Prerequisite: Gradients

Overview

First-order methods like gradient descent use only $\nabla f(x)$ and can take thousands of iterations on ill-conditioned problems. Second-order methods incorporate curvature information - the Hessian $\nabla^2 f(x)$ - to take much larger, better-directed steps. BFGS (Broyden-Fletcher-Goldfarb-Shanno) is the dominant quasi-Newton method: it achieves superlinear convergence by building up an approximation to the inverse Hessian from the gradient differences observed along the optimization trajectory, without ever differentiating twice.

Newton’s Method

Newton’s method applies a quadratic approximation of $f$ around the current point $x_k$:

$$f(x) \approx f(x_k) + \nabla f(x_k)^T (x - x_k) + \frac{1}{2}(x - x_k)^T \nabla^2 f(x_k)(x - x_k)$$

Minimising this quadratic gives the Newton step:

$$x_{k+1} = x_k - \left[\nabla^2 f(x_k)\right]^{-1} \nabla f(x_k)$$

Newton’s method has quadratic convergence near a minimum: if $|x_k - x^\ast| < \epsilon$, then $|x_{k+1} - x^\ast| = O(\epsilon^2)$. The error halves in number of digits each iteration.
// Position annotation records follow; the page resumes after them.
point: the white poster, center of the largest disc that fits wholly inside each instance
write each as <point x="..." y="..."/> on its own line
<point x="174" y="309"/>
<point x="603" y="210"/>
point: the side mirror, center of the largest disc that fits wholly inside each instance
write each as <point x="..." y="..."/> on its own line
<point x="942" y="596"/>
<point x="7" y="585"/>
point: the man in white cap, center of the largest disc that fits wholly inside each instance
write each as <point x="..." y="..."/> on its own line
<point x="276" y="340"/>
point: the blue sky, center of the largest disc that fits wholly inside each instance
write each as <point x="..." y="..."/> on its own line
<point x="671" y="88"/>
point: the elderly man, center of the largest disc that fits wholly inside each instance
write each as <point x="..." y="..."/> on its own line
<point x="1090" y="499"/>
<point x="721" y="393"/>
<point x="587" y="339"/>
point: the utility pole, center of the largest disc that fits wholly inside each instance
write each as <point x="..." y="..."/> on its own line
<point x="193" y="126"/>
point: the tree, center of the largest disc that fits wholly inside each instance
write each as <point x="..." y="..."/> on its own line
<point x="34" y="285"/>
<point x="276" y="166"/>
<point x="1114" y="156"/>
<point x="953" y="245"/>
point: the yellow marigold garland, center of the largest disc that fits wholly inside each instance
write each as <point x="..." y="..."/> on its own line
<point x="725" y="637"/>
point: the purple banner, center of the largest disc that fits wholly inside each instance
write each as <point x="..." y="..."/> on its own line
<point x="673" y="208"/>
However, computing and inverting the Hessian costs $O(n^2)$ storage and $O(n^3)$ time per step - prohibitive for $n \gtrsim 10^4$.

Quasi-Newton and the Secant Condition

Quasi-Newton methods replace $\nabla^2 f(x_k)$ with an approximation $B_k$ (Hessian approximation) or $H_k = B_k^{-1}$ (inverse Hessian approximation), updated cheaply at each step using the gradient difference.

Define: $$s_k = x_{k+1} - x_k, \qquad y_k = \nabla f_{k+1} - \nabla f_k$$

By the mean-value theorem, $y_k \approx \nabla^2 f \cdot s_k$, so a good approximation should satisfy the secant condition $B_{k+1} s_k = y_k$ (or equivalently $H_{k+1} y_k = s_k$).

The BFGS Update

BFGS finds the update $H_{k+1}$ that satisfies the secant condition, remains symmetric positive definite, and is closest to $H_k$ in a weighted Frobenius norm. The solution is:

$$H_{k+1} = \left(I - \rho_k s_k y_k^T\right) H_k \left(I - \rho_k y_k s_k^T\right) + \rho_k s_k s_k^T$$

where $\rho_k = \frac{1}{y_k^T s_k}$. This is a rank-2 update that can be computed in $O(n^2)$ time.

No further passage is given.